← Back to context

Comment by nightski

6 months ago

Are they using the same diffusion models as the GPT-3 area? Meaning is it the LLM that has improved or is it the diffusion model? I know it's probably a foolish take but I am really skeptical of the "larger models will solve all our problems" line of thinking.

They don’t compare in the paper. I will say I experimented extensively with GPT-3 era LLMs on improving ouput by trying to guide early diffusion models with critical responses. It was a) not successful, and b) pretty clear to me that GPT-3 didn’t “get” what it was supposed to be doing, or didn’t have enough context to keep all this in mind, or couldn’t process it properly, or some such thing.

This paper has ablations, although I didn’t read that section, so you could see where they say the effectiveness comes from. I bet you thought that it’s emergent from a bunch of different places.

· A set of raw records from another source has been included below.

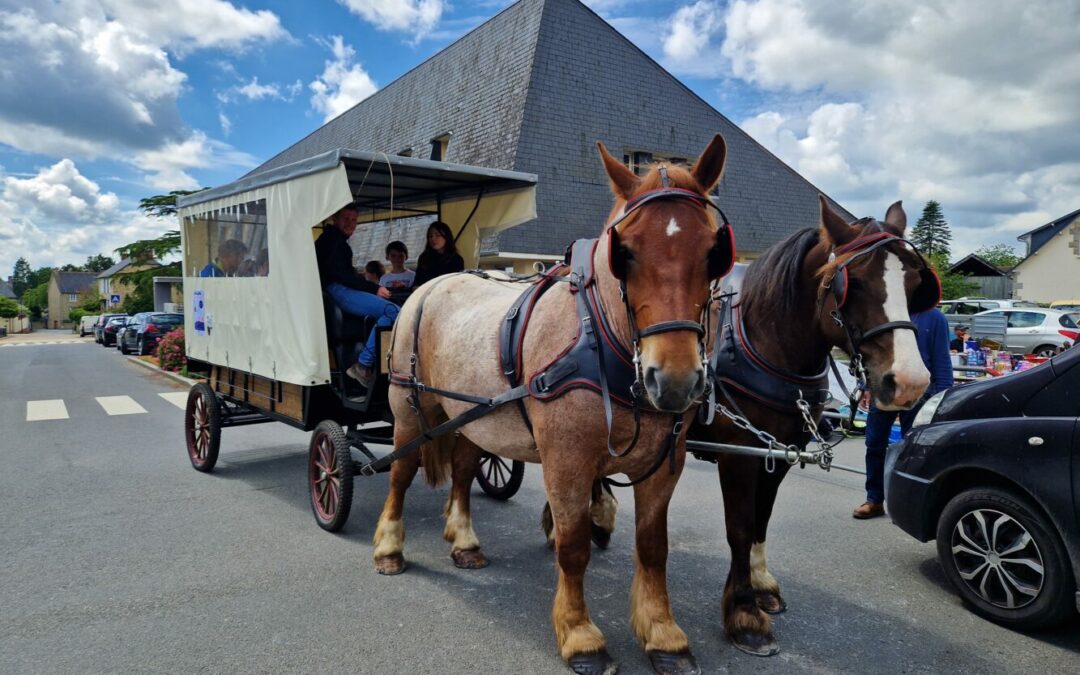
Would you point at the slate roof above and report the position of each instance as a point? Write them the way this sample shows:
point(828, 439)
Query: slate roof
point(1037, 238)
point(75, 282)
point(531, 90)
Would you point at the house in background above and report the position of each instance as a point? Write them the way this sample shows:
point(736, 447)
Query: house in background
point(994, 282)
point(66, 292)
point(1051, 269)
point(532, 90)
point(112, 286)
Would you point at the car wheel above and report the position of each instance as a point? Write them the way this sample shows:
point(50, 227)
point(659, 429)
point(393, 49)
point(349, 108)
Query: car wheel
point(1044, 351)
point(1004, 557)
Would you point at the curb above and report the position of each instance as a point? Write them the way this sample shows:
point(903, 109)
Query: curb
point(173, 376)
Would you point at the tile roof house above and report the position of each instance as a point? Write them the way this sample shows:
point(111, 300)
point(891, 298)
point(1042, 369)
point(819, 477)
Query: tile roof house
point(66, 292)
point(531, 90)
point(1051, 269)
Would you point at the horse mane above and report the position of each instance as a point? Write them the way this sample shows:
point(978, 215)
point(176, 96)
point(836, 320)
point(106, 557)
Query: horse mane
point(773, 279)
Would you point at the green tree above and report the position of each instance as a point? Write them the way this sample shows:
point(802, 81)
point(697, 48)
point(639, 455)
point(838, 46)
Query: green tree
point(98, 262)
point(999, 255)
point(931, 233)
point(21, 278)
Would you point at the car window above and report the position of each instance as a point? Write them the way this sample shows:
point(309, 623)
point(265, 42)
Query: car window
point(1025, 320)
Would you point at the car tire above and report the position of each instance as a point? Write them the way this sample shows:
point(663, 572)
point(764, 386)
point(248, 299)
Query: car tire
point(1036, 579)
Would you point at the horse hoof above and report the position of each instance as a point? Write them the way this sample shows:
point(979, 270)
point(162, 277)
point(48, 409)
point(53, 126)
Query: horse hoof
point(390, 564)
point(674, 662)
point(469, 559)
point(756, 644)
point(770, 603)
point(601, 537)
point(595, 663)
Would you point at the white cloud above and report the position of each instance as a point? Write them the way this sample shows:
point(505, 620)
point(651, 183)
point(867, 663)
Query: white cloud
point(973, 104)
point(342, 83)
point(416, 16)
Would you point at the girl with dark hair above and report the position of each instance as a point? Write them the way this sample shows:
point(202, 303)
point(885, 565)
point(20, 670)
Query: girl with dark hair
point(440, 256)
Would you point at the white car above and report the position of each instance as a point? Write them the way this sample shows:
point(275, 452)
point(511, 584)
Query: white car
point(1037, 331)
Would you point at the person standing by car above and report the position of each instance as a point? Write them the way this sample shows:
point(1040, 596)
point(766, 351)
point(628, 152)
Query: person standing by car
point(353, 294)
point(932, 338)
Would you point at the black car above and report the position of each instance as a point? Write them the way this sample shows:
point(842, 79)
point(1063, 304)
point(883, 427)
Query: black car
point(142, 334)
point(111, 327)
point(991, 470)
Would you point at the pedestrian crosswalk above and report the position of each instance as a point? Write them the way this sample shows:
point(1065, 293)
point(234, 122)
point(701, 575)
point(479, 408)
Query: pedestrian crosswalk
point(42, 410)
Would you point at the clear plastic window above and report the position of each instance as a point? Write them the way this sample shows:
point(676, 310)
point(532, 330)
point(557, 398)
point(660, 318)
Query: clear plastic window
point(228, 242)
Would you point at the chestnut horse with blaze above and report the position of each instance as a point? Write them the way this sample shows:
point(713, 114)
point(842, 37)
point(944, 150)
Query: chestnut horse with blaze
point(651, 271)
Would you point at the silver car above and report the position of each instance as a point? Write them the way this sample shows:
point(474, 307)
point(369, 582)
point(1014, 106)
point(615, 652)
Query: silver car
point(1037, 331)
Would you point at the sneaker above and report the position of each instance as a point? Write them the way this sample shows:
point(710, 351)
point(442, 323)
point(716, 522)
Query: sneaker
point(361, 374)
point(868, 510)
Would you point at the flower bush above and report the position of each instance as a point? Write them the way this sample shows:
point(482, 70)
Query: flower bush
point(171, 351)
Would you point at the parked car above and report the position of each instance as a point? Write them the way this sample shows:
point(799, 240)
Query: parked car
point(122, 331)
point(109, 332)
point(1039, 332)
point(86, 325)
point(960, 310)
point(99, 326)
point(991, 471)
point(144, 332)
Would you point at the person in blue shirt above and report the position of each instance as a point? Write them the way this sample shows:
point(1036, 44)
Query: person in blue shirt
point(933, 341)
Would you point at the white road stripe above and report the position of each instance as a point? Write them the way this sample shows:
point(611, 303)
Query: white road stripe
point(37, 410)
point(179, 399)
point(120, 405)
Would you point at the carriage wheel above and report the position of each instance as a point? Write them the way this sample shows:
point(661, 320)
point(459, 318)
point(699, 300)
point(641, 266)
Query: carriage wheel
point(498, 477)
point(202, 427)
point(329, 475)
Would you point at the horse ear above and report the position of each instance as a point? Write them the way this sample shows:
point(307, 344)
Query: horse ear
point(710, 166)
point(623, 180)
point(896, 218)
point(837, 230)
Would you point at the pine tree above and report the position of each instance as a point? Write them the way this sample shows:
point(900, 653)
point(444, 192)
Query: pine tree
point(931, 233)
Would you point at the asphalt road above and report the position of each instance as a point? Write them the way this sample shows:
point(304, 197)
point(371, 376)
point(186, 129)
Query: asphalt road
point(117, 556)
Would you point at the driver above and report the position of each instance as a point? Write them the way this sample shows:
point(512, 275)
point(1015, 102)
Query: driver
point(353, 294)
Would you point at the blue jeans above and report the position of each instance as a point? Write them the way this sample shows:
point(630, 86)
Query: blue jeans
point(878, 424)
point(360, 304)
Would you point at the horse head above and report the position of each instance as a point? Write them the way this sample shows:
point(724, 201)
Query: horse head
point(871, 285)
point(663, 247)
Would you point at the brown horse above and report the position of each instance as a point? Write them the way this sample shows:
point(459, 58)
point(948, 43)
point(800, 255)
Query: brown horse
point(651, 268)
point(794, 305)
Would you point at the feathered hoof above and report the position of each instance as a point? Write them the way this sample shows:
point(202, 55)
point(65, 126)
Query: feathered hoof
point(756, 644)
point(674, 662)
point(390, 565)
point(595, 663)
point(469, 559)
point(770, 603)
point(601, 537)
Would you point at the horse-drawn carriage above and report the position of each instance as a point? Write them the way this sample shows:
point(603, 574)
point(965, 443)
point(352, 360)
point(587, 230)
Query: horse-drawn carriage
point(273, 348)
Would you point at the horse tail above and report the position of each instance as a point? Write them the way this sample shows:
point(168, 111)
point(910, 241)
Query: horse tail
point(436, 457)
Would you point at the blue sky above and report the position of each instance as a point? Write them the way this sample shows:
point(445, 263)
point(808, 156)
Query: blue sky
point(975, 104)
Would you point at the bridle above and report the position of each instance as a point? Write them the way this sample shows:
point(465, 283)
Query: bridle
point(927, 296)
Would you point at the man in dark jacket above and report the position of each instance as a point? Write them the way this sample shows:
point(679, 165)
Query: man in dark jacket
point(933, 342)
point(353, 294)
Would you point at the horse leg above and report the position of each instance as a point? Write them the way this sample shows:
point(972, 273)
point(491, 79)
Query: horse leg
point(580, 643)
point(464, 549)
point(390, 532)
point(748, 629)
point(602, 514)
point(766, 586)
point(650, 611)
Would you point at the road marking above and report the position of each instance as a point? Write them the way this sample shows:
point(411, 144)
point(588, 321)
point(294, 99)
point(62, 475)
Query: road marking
point(179, 399)
point(37, 410)
point(120, 405)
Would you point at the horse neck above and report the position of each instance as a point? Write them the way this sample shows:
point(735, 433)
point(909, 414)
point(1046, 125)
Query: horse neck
point(796, 342)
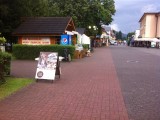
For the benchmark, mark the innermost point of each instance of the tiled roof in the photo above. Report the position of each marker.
(80, 30)
(43, 25)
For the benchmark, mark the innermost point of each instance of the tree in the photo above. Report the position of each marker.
(83, 12)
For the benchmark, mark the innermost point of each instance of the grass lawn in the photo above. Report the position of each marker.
(12, 85)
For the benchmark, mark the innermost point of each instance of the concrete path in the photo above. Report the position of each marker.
(88, 90)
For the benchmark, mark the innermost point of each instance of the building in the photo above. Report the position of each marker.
(44, 30)
(150, 25)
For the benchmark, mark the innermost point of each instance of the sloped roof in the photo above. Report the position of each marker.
(148, 13)
(44, 25)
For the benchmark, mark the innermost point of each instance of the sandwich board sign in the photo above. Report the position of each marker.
(47, 65)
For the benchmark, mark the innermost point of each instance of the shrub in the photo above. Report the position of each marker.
(30, 52)
(5, 60)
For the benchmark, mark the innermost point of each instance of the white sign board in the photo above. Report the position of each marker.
(46, 67)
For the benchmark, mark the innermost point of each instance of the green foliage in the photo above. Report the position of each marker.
(30, 52)
(12, 85)
(83, 12)
(5, 59)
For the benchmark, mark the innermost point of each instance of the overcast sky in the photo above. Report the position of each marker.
(129, 12)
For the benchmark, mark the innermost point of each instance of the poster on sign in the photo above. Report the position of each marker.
(65, 39)
(47, 64)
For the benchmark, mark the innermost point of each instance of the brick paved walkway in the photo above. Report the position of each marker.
(88, 90)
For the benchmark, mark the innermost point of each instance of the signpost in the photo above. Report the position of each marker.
(48, 66)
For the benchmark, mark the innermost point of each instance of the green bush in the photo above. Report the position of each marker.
(30, 52)
(5, 61)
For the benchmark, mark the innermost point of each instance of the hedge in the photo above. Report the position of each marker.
(30, 52)
(5, 61)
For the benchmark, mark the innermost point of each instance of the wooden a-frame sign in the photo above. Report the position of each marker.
(48, 66)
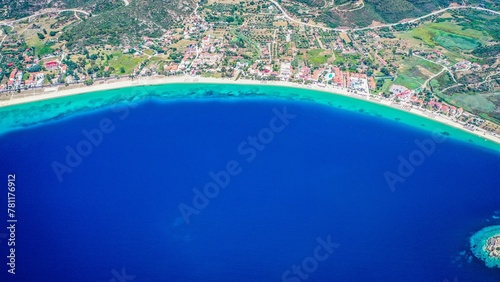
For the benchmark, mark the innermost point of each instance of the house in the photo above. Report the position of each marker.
(371, 83)
(64, 68)
(12, 76)
(51, 65)
(285, 70)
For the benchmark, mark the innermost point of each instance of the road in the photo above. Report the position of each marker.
(380, 26)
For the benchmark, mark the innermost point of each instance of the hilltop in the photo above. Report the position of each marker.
(362, 13)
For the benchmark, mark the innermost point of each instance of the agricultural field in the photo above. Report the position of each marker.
(415, 71)
(317, 57)
(128, 62)
(485, 105)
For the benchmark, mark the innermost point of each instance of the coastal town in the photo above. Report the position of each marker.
(258, 41)
(493, 246)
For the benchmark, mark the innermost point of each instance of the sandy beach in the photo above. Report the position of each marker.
(56, 92)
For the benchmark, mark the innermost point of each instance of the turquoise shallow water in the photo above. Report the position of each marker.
(24, 115)
(182, 183)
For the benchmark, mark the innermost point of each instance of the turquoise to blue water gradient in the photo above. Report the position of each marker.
(319, 177)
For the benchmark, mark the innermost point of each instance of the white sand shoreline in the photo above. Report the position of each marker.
(144, 81)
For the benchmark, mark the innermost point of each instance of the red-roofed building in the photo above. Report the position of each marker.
(371, 82)
(12, 76)
(51, 65)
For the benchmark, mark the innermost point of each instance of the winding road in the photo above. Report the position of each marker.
(380, 26)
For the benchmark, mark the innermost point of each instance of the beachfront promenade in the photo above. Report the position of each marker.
(51, 92)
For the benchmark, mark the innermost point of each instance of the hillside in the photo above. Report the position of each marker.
(141, 18)
(129, 23)
(361, 13)
(18, 9)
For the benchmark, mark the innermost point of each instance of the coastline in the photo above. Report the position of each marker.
(53, 93)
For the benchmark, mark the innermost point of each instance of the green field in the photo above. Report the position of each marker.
(129, 62)
(317, 57)
(409, 81)
(415, 71)
(448, 35)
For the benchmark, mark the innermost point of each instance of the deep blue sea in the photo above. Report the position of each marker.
(300, 195)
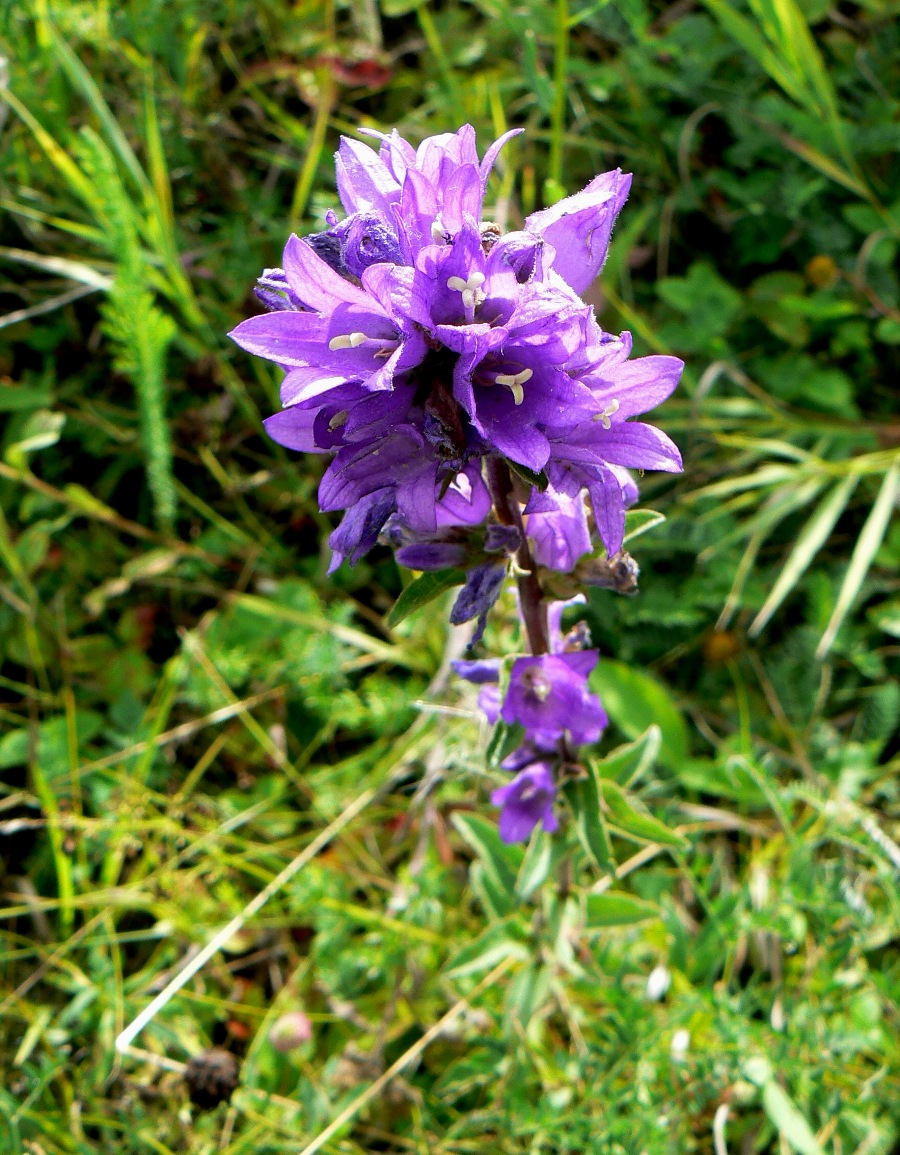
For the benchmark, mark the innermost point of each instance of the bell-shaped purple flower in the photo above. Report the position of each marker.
(417, 340)
(549, 697)
(525, 802)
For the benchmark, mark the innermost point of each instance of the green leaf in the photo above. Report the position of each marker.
(617, 909)
(489, 948)
(790, 1123)
(584, 798)
(813, 535)
(626, 764)
(630, 816)
(41, 431)
(422, 590)
(537, 863)
(640, 521)
(634, 700)
(496, 902)
(864, 551)
(501, 861)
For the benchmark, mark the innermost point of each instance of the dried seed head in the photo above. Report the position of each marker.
(212, 1078)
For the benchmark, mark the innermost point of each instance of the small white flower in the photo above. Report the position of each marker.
(657, 983)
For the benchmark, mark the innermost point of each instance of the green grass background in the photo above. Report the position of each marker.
(186, 699)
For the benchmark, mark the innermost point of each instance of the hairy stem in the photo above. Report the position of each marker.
(530, 595)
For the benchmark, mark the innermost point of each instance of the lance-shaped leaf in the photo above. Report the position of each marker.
(422, 590)
(626, 764)
(616, 909)
(501, 861)
(629, 816)
(584, 798)
(864, 551)
(813, 535)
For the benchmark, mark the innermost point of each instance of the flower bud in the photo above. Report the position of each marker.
(290, 1031)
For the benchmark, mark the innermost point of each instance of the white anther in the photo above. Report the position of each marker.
(518, 393)
(511, 379)
(471, 290)
(514, 382)
(475, 281)
(461, 485)
(604, 417)
(347, 341)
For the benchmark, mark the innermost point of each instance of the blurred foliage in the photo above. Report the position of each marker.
(186, 699)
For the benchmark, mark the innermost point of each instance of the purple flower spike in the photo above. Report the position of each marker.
(525, 802)
(417, 341)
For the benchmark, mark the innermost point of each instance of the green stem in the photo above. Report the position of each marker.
(558, 112)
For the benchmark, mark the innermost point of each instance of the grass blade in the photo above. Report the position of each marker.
(811, 539)
(864, 551)
(84, 82)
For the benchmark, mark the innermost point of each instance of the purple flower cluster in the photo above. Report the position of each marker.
(548, 695)
(418, 341)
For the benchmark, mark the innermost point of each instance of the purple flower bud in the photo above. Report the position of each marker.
(432, 556)
(476, 597)
(480, 671)
(501, 539)
(290, 1031)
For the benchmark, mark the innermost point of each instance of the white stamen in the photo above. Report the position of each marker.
(511, 379)
(518, 393)
(347, 341)
(462, 485)
(514, 382)
(475, 281)
(604, 417)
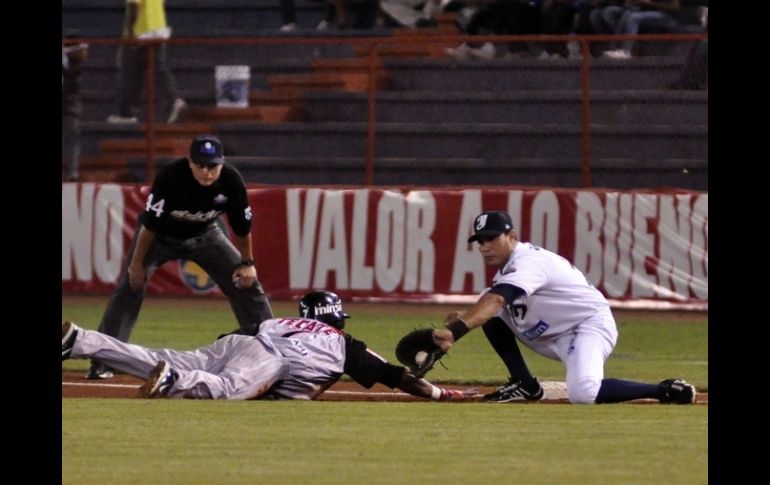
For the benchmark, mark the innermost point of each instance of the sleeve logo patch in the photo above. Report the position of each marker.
(536, 331)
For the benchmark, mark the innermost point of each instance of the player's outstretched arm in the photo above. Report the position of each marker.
(423, 388)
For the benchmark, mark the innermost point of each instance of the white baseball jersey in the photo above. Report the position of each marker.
(558, 296)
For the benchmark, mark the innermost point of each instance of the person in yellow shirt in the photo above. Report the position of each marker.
(146, 20)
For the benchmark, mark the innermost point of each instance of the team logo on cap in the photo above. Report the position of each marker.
(208, 148)
(481, 221)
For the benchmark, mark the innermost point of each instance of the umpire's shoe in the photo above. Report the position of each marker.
(161, 380)
(69, 332)
(517, 390)
(99, 371)
(676, 391)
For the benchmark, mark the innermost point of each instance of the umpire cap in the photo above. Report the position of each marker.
(207, 149)
(491, 224)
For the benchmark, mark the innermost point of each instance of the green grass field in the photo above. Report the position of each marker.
(206, 442)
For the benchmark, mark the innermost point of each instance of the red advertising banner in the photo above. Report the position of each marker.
(410, 244)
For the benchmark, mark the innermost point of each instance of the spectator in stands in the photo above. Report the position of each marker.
(144, 19)
(72, 58)
(411, 13)
(501, 17)
(603, 18)
(288, 15)
(654, 15)
(694, 74)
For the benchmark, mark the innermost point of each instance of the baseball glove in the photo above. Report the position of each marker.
(418, 352)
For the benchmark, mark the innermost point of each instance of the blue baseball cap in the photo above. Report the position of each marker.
(491, 224)
(207, 149)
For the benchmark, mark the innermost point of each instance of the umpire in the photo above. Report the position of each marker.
(179, 222)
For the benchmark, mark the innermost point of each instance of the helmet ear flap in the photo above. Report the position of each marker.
(323, 306)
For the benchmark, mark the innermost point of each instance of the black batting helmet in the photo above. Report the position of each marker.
(323, 306)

FWIW, I don’t think LLMS will solve all our problems, so I too am skeptical of that claim. I’m not skeptical of the slightly weaker “larger models have emergent capabilities and we are probably not done finding them as we scale up”.

  • > FWIW, I don’t think LLMS will solve all our problems, so I too am skeptical of that claim. I’m not skeptical of the slightly weaker “larger models have emergent capabilities and we are probably not done finding them as we scale up”.

    100% agree. I'd classify the time now as identifying the limits of what they can functionally do though, an it's a lot!